Greve dos Professores

por Imprensa CML — última modificação 09/11/2017 21h17
Câmara promove audiência pública para sanar greve dos professores da rede municipal de ensino de Luziânia.

Os vereadores da Câmara Municipal de Luziânia (CML) realizaram uma audiência pública, na tarde desta quinta-feira, 09 de novembro, a fim de solucionar a greve dos professores que já dura 52 dias e afeta cerca de 15 mil estudantes da rede municipal de ensino.

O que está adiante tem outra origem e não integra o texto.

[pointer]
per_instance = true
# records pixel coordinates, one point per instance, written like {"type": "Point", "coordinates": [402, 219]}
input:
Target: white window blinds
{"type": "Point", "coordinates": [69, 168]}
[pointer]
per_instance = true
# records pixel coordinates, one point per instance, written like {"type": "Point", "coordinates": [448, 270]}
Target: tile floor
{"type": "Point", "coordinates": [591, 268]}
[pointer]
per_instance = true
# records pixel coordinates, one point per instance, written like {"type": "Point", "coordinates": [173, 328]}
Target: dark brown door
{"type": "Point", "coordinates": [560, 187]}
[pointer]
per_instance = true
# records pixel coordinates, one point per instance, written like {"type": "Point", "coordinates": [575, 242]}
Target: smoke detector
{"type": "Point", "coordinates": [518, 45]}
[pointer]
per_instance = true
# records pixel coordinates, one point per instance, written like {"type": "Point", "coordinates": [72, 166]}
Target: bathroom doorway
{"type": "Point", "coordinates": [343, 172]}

A classe reivindica principalmente o pagamento do piso salarial profissional do magistério de 7,64%, a ser pago em janeiro de cada ano; além de melhores condições de trabalho, auxílio-alimentação e pagamento do adicional de periculosidade para os servidores do administrativo.

O encontro foi mediado pelo promotor de justiça Julimar Alexandro da Silva que em sua fala destacou as limitações materiais do Ministério Público (MP) para discutir sobre os reajustes e benefícios de ordem pecuniária, bem como sobre manifestação em questões já judicializadas. Contudo, buscar o diálogo entre os representantes é um dos papéis da instituição.

Ele orientou a classe a fazer uma representação para fiscalizar a aplicação do Fundo de Manutenção e Desenvolvimento da Educação Básica e de Valorização dos Profissionais da Educação (FUNDEB) ano a ano, solicitou racionalidade no impasse e a judicialização dos acordos que forem feitos. “É necessário evitar os conflitos, acalmar os ânimos, especialmente nas redes sociais, e que ambos cedam, pois é impossível encerrar um conflito com 100% de adesão”, comentou.

Durante a audiência, os vereadores trouxeram os resultados de uma reunião com o prefeito Cristovan Tormim, o qual contou com a presença da presidente do Sindicato dos Trabalhadores em Educação de Goiás (Sintego) Claudia Albernaz. O encontro rendeu a proposta de concessão de 2,6% de aumento imediatos e 5% a partir de janeiro de 2018, uma vez que a negociação anterior de aumento de 7,64% a partir do primeiro mês do próximo ano foi recusada pela classe. A Secretaria de Finanças da prefeitura analisa o acordo e deve retornar com um posicionamento no próximo dia.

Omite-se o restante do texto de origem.